Hi Leeds1968 and thank you for your post and for sharing your experiences here. It sounds like you've had a really challenging time with your condition over the years and suffered with anxiety and your mental health and the fact that the support that you needed wasn't available or accessible must have made it even harder for you.
However, it's also clear that you have developed a lot of resilience and skills through this journey and thankfully you have met people who have been able to be there for you as well. I wonder if you have any strategies that you use to cope with these feelings and if you feel able to share them here as I think people could benefit from your experience. Hopefully, as the community grows, you'll find people to connect with and continue to share your thoughts here.

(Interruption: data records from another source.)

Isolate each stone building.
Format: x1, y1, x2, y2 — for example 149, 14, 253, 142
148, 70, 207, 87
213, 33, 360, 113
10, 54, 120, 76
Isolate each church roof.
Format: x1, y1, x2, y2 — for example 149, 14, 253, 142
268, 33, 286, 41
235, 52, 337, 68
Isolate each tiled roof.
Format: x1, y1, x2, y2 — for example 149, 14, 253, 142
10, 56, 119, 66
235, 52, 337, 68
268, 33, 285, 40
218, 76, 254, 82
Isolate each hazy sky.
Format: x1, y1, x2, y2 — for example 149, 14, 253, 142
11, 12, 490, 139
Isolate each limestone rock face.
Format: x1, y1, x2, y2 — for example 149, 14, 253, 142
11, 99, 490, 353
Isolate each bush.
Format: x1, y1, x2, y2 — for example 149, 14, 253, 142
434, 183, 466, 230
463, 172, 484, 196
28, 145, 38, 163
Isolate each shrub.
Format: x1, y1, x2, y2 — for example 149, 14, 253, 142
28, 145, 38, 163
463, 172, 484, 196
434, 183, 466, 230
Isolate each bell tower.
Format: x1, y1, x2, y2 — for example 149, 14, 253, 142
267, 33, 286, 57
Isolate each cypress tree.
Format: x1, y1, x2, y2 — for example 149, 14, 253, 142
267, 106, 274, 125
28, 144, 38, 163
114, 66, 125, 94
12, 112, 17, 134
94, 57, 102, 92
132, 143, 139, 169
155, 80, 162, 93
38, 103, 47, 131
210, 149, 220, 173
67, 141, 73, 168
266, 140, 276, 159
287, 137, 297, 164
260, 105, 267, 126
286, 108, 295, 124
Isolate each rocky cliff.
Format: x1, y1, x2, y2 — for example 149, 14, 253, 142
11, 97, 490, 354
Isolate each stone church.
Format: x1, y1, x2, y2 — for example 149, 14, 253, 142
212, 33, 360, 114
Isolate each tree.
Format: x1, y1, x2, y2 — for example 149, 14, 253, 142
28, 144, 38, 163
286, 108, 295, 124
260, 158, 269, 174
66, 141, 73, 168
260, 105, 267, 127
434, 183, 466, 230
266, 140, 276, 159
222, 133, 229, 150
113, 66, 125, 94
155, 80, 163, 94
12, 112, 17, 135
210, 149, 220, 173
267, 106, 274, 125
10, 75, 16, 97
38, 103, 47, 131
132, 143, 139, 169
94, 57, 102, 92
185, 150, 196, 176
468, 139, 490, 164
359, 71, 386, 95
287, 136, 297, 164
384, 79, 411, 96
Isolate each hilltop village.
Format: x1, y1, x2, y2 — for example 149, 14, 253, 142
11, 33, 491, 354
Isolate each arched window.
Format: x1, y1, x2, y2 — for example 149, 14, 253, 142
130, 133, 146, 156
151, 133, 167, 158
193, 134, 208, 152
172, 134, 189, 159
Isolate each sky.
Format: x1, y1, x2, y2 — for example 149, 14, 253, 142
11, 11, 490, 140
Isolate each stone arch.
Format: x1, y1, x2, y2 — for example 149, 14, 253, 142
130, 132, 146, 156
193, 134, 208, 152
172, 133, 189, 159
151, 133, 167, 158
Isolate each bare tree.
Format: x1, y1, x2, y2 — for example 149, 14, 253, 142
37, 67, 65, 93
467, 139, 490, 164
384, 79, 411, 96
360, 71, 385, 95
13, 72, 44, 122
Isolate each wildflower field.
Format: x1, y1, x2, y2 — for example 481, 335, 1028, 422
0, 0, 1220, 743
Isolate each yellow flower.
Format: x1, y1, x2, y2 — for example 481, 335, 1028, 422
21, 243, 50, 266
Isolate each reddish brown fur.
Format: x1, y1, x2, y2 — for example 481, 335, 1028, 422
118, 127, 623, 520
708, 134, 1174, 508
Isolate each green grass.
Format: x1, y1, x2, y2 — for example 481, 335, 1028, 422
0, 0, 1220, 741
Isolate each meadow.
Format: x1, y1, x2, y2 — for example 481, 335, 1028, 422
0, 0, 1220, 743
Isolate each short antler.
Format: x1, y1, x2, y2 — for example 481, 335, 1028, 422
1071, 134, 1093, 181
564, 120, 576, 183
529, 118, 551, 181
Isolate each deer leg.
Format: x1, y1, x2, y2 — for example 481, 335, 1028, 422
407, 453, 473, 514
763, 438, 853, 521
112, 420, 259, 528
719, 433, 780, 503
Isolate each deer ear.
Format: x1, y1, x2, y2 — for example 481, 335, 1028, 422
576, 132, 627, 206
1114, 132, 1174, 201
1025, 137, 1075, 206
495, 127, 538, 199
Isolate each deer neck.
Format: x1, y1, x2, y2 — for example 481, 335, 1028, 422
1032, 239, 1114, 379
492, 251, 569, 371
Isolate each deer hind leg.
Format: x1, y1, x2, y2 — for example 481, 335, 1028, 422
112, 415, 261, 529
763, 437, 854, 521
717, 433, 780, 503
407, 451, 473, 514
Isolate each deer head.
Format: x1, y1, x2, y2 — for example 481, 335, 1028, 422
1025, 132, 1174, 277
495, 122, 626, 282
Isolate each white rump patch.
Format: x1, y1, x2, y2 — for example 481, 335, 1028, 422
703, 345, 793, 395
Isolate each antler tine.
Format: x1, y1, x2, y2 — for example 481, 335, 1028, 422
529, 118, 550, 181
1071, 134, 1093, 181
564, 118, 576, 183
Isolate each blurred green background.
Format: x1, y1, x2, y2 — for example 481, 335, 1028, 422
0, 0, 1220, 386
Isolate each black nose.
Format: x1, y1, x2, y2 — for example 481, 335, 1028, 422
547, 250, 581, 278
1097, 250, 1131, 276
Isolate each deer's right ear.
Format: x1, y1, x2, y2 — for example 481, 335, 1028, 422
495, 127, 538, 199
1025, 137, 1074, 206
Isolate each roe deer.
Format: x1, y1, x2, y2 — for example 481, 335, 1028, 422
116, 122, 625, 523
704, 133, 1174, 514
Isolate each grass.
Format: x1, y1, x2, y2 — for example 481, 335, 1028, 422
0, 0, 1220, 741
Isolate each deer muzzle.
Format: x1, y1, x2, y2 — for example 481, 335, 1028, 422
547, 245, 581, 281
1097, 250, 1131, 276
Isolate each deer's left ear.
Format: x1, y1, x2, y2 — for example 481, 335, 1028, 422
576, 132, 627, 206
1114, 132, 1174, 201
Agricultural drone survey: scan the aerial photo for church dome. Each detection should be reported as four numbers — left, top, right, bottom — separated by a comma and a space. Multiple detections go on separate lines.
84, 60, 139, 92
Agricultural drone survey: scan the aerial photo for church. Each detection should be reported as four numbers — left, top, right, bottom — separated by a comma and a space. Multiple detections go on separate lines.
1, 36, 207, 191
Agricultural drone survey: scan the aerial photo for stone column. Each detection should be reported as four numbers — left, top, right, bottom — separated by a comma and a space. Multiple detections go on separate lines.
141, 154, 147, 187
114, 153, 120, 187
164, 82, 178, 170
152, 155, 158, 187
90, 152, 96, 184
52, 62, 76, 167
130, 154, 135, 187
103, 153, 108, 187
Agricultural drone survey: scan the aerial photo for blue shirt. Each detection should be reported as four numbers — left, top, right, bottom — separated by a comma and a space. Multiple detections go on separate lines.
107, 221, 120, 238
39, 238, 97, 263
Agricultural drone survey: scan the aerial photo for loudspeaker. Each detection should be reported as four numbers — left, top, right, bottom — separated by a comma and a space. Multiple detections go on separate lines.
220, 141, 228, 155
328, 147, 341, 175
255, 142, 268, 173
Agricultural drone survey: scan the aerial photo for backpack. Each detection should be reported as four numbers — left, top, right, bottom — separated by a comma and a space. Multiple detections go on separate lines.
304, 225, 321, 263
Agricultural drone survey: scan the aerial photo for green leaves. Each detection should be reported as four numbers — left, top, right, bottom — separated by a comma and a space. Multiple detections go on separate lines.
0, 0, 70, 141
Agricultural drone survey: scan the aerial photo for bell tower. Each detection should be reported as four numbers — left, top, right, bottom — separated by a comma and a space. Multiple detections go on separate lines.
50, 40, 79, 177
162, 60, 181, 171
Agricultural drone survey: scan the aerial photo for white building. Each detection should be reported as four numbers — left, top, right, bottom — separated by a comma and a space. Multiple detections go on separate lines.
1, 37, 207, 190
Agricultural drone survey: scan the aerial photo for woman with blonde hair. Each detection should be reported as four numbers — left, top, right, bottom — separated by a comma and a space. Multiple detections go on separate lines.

Hi Leeds1968 , thank you for sharing your story. Although it sounds like things have been quite difficult for you at times, I love the positive outlook you've still got. Sorry to hear you've been struggling with anxiety. It can be difficult to socialise when you're aware you look different can't it. I've experienced similar instances where people stare or make comments about the way I look, but like you I try to educate others and stand up for myself. I agree that humour can be a great coping mechanism and I also try to use my sense of humour to get through difficult times. I'm glad you have supportive people in your life and that you're now getting the right help that you need. I wish you all the best for the future.